The Civil Society in Tunisia and Development

The Civil Society in Tunisia and Development

 KazdaghliThe civil society sector in Tunisia is still rather nascent, yet there is a growing number of non-profit organizations (NGOs), including Islamic ones, that raise many questions about their role in civil society and the sources of their funding. Generally, NGOs are considered advocates of freedom and identity and key players in a civil society while contributing to their promotion and development. According to Ridha Kazdaghli, the Director of the Centre for Information, Training, Studies and Documentation on Associations (IFEDA), there have been many changes in the way non-profits have functioned after April 2011.
In his opinion, prior to 2011, NGOs were accustomed to mostly implementing government policies without the ability to influence decisions and policy-making. Their participation in the civil society was based mostly on the rich concept of help and contribution to development. After 2011, though, the role of NGOs changed diametrically. First, the number of NGOs and other civil society organizations has increased from about 7,000 to 16,000 only during the 2011-2013 period. Second, the newly established associations cover a broader array of topics, such as citizenship, culture, development and more. Moreover, NGOs have become more attached to the concerns of citizens while encouraging them towards freedom and associative work. Yet, about 16,000 non-profit organizations reportedly still lack effort and joint and cooperative action.

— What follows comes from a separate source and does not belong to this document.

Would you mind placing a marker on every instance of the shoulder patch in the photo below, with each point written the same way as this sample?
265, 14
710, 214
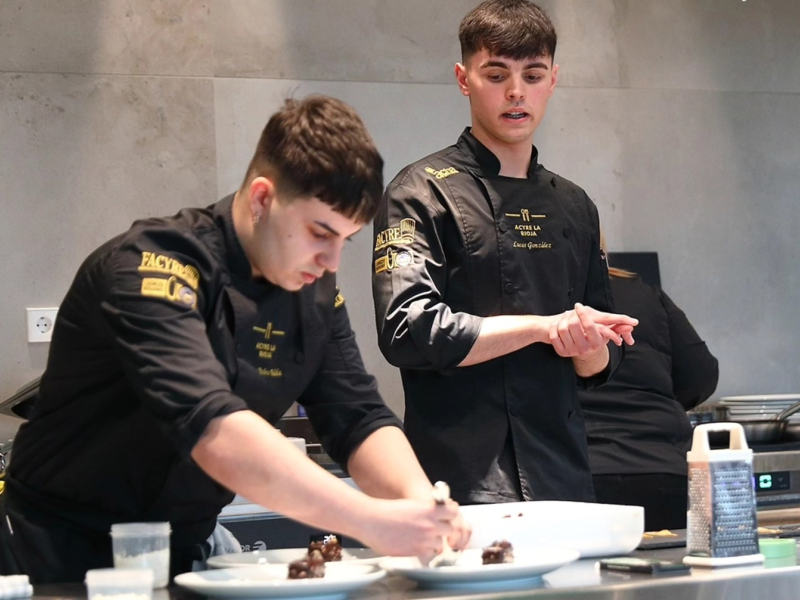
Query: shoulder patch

Moreover, the question remains whether the old as well as the new NGOs are ready to fight for development. Mr. Kazdaghli thinks that the Tunisian civil society needs to make a lot of effort to integrate all associations into one network in order to fulfill this aim. He thinks that there should also be interactivity at the level of the public sector with regard to the supervisory authority and with reference to the creation of training centers. Mr. Kazdaghli added that NGOs should be instrumental in fighting even complex problems, such as unemployment, improvement of infrastructure in Tunisia’s regions, or women’s literacy.